The first is should not the FFA be looking – as per FIFA’s request when the World Cup bid was alive – to have each state federation being run along exactly the same lines and with the same constitutions before trying to implement such a radical change to the playing side of the game?  Once Australia’s World Cup Bid, this move to standardise Australia’s football administration was shelved. If there is not a uniformity in the way that the game is being run across the country then such a league is doomed to fail. You are after all only as strong as your weakest link, and if one state body choses to do something differently or a dispute arises then the whole league will crumble. The game itself is not in as bad a state as many would like to claim, but administratively, and that goes from the FFA down to many of the semi professional clubs there is room for a great deal of improvement. There is room for structure and support, two vital components of any structurally sound business. Unless the FFA move to make all of the State bodies be run under the same rules and structures the National Premier League should be shelved.

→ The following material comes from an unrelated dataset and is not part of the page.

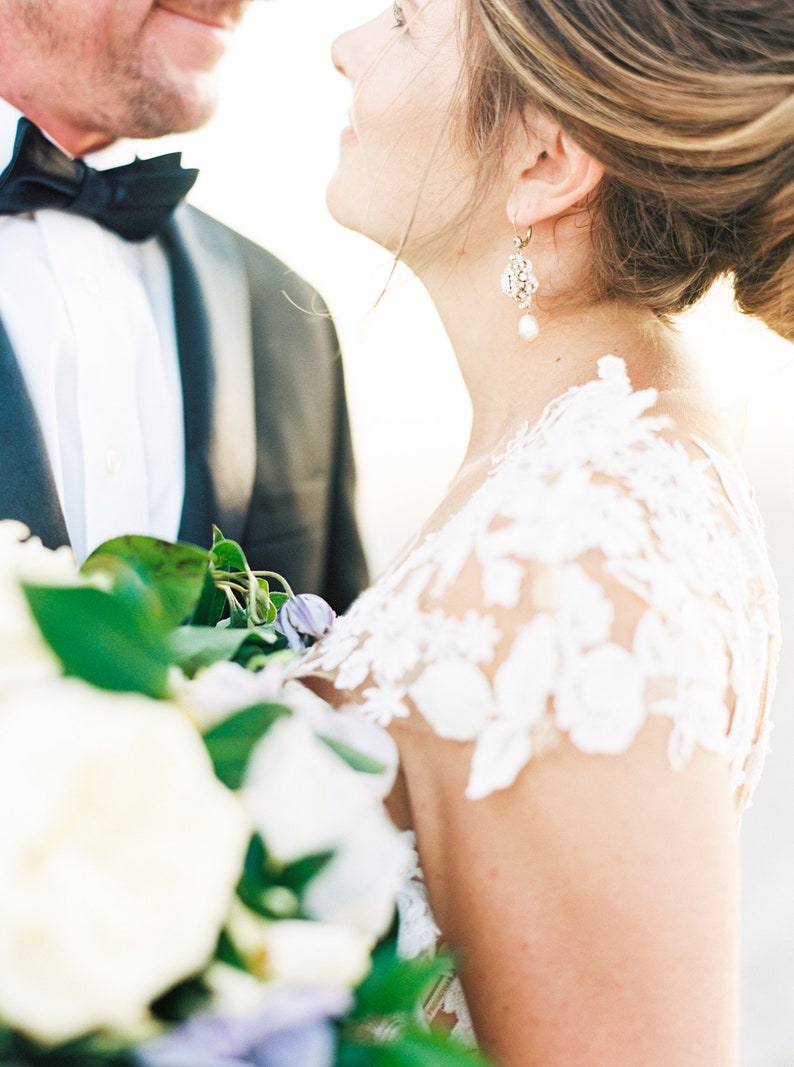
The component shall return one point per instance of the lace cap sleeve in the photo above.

Why are the FFA so keen to push the National Premier League Competition through and force it upon all the clubs playing in Premier Leagues around the country. The answer is simple, it is based on a promise that was made to the Asian Football Confederation when Australia joined. Ultimately the National Premier Leagues are being put in place to satisfy the AFC that there is a league below the Hyundai A League and eventually – as originally requested by the AFC – A league sides could find themselves facing the prospect of relegation and being replaced by the team that wins the national Premier League competition, this will be determined by the team that wins the national play off between the club champions around Australia. Quite how this is going to work and how a semi-professional club is going to move from being semi professional to full time is going to be very interesting, although it is believed that some key clubs may well be approached to breakaway from their state Premier leagues and play in a second tier competition.

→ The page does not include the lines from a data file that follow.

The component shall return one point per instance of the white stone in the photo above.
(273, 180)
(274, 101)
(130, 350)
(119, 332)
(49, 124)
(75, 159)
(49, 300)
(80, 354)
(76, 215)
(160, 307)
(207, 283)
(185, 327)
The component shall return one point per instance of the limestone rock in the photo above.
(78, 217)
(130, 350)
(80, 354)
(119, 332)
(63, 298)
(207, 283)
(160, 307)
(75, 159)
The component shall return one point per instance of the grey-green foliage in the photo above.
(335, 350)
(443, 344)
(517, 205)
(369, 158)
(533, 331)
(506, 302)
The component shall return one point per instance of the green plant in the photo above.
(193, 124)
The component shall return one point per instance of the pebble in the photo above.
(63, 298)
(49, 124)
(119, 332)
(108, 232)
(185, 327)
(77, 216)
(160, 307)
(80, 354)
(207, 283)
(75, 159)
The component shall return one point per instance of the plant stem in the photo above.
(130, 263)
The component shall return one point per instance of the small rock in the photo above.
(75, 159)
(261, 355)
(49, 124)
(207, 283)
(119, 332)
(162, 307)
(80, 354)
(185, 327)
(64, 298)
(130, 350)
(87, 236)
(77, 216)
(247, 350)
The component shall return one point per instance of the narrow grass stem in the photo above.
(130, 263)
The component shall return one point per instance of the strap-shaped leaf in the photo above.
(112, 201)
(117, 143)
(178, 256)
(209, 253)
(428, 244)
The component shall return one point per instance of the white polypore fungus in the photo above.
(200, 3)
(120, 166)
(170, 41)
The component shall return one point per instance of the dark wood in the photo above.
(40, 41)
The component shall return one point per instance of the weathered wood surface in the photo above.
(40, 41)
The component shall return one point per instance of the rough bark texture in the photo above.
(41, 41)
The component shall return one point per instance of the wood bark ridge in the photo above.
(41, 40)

Also promised was a national cup competition and most fans around the country would welcome such a competition, having had the carrot dangled a few years ago little progress appears to have been made with this. Yet this would be probably easier to set up and run than a national Premier League

The biggest concern with this whole structure is where is the money going to come for clubs to implement many of the key requirements? For a start each semi professional club has to appoint a technical director, yet many of the Hyundai A League clubs do not employ anyone in that position. A League clubs do very little in the development of young players, and so the onus is now being shifted down to the semi-professional clubs, but that development comes at a cost in terms of equipment coaches training space etcetera, who is going to fund this?

A transparency of the financials of each club is required, yet privately owned Hyundai A League clubs who are virtually all run at a loss are not declared to the FFA, these accounts are the business of the private franchise owners. Many of the Semi Professional clubs around the country are businesses tied to sporting associations or run as a small business, why would they open their books to the game’s governing body when the same transparency is not available from the top of the game to them?

A National Premier League is an excellent idea but the foundations have to be put in place if this is to work, and currently we are trying to build something that is supposed to last for many years to come to a very tight time frame and with no solid foundation. If this progresses in the next two years purely to satisfy a promise that was made, it is doomed to fail. If football is unified administratively across the country and the appropriate funds allocated to such a competition, it could become one of the best second tier competitions in any sport in Australia, but it has to be done properly.